I大学の脳神経外科の教授は東大出身にもかかわらず、権威主義的なところがなく、極めて庶民的だったそうだ。医局員には普段通り病棟で仕事をさせ、そこに教授が一人でひょっこり現れ、経過を説明させて、担当医2、3人だけを連れて回診し、一人で教授室に戻ったという。私もそのような教授の下で仕事をしてみたかったなぁ。
最後に余談をもう一つ。
私がいた外科の教授はブラック・ジョークが好きだった。ある日の回診後、教授が振り返って言った。
「さっきの症例、誰がオペしたんだ?」
「○○先生です」
「へぇ~。悪くはないんだけどね……日光のひとつ手前だな」
今、教授がおっしゃったのはジョークなのか? 一同、意味がわからない。教授が続けた。

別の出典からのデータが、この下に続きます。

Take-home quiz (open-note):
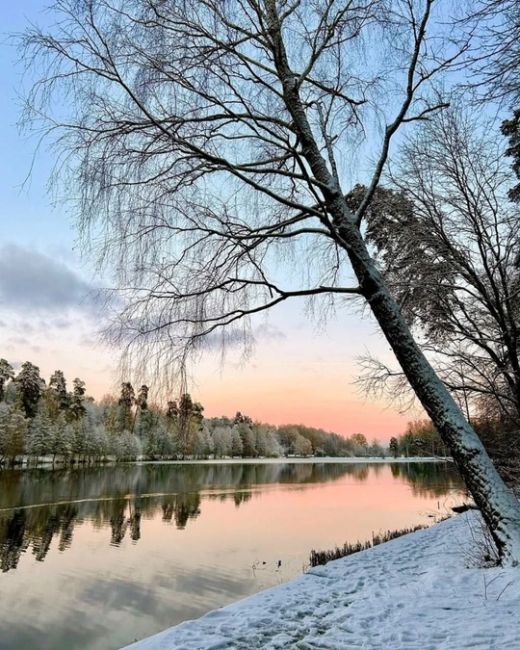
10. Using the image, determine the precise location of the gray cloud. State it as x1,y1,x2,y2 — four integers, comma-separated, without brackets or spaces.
0,244,94,311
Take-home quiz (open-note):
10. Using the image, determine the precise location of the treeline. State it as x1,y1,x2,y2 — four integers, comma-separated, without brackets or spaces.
0,359,385,466
388,418,520,489
388,420,449,458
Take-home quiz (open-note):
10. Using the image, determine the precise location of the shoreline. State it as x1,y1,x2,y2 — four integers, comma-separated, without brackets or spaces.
0,456,453,473
131,456,453,465
125,511,520,650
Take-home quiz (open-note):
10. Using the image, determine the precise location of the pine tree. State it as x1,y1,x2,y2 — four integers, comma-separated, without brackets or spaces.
118,381,135,431
0,359,14,402
0,408,28,465
69,377,87,422
48,370,70,413
15,361,45,418
27,410,52,462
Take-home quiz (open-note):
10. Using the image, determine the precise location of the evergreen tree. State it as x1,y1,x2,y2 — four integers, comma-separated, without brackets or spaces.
118,381,135,431
69,377,87,422
0,408,28,465
0,359,14,402
49,414,74,465
27,409,52,462
48,370,70,413
15,361,45,418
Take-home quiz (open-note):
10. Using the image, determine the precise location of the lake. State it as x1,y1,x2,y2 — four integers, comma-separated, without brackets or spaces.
0,462,463,650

「調子っぱずれの歌を犬吠埼(銚子のはずれ)という。それと似たようなものだよ」
う~む、まだわからない。
「あの~、私がお答えしてもよろしいでしょうか?」
後ろの方から、鉄道マニアのA君が恐る恐る申し出た。
「A君、わかったのかね?」
「イマイチ……ということでしょうか?」
鉄道マニアのA君は、日光の手前に今市があることに気付いたのだった。